6.11 Judges or Mentors – Directors Must Lead

Directors of early-stage technology companies have two roles that are not always in harmony. A large part of their fiduciary duty to the company is to advise and mentor management teams that are often young and inexperienced. Directors need to give CEOs and other executives a lot more latitude than might be provided in more experienced companies, in order to let the CEOs make mistakes and learn from them. Identifying areas needing more work or decisions that might have been made differently are part of the mentoring process. Also importantly, directors need to be available to CEOs when they ask for help and advice. To do this, directors must earn the trust of CEOs in order to expose those areas where they need help.

However, Directors are also responsible to ensure that the CEO has the requisite set of skills and judgement to lead the company and so must constantly be sitting in judgement. If necessary, directors may need to replace a CEO who is not performing well.

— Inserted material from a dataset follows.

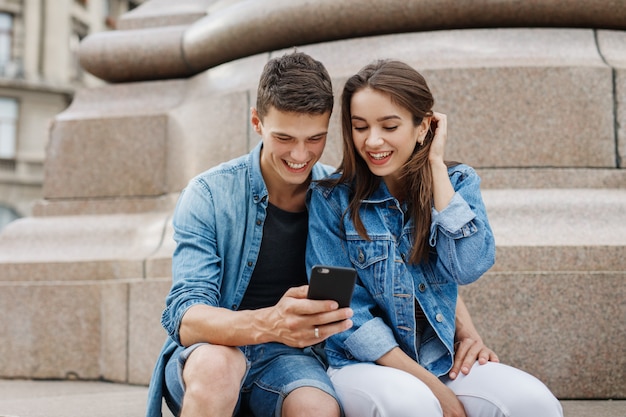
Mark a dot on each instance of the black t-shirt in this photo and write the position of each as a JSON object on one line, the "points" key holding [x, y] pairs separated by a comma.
{"points": [[281, 262]]}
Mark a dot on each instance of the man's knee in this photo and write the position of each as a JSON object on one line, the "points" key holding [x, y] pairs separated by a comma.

From the point of view of the CEO, this is a real conundrum. On the one hand, s/he should ask for help when needed, and accept and be guided by advice from the Board when given. But on the other hand, each error or weakness might be added to a lengthening list of oversights that might ultimately get her or him fired. (It is not surprising that there are many support groups for CEOs, including AceTech, Young Presidents’ Organization, TEC and many informal mentoring arrangements where CEOs can discuss issues with their peers without exposing weakness to the Directors who sit in judgement.) While the onus may be on the CEO to seek guidance from his Board, many CEOs might not want to take the risk.

With this in mind, the onus should clearly shift to the directors. They need to develop a rapport with the CEO that inculcates a culture that provides support first, guidance second, and criticism last. Given the risks perceived by the CEO, this may take a long time and many conversations before the Directors can build sufficient trust to permit the CEOs to open up.


A few protocols may help the Board get there sooner:

  •  Directors should state plainly that their responsibility is to support the CEO in all decisions s/he makes, even if the Directors don’t agree with them. This should give the CEO more confidence in taking the initiative to identify needed improvements and make changes.
  • Directors should also establish that the CEO will never be criticized or held to account on issues for which they ask for advice and guidance. This may help the CEO open up sooner.
  • Finally, the Board should also be clear that they will not seek a change in the CEO’s position without first clearly laying out the areas of improvement needed in the incumbent, and giving him or her a fair opportunity to make those improvements. (This would not, of course, be extended to instances of malfeasance or misconduct.) This may give the CEO the confidence and trust that s/he will not be blind-sided by the Board, or replaced without a fair chance to meet clear expectations.

If the Board can establish this working protocol with the CEO, then the CEO should feel much more secure in asking for guidance where needed, and welcoming advice from the Board. Overall, the company should benefit from a greater ability to bring the experience and wisdom of all Directors into play.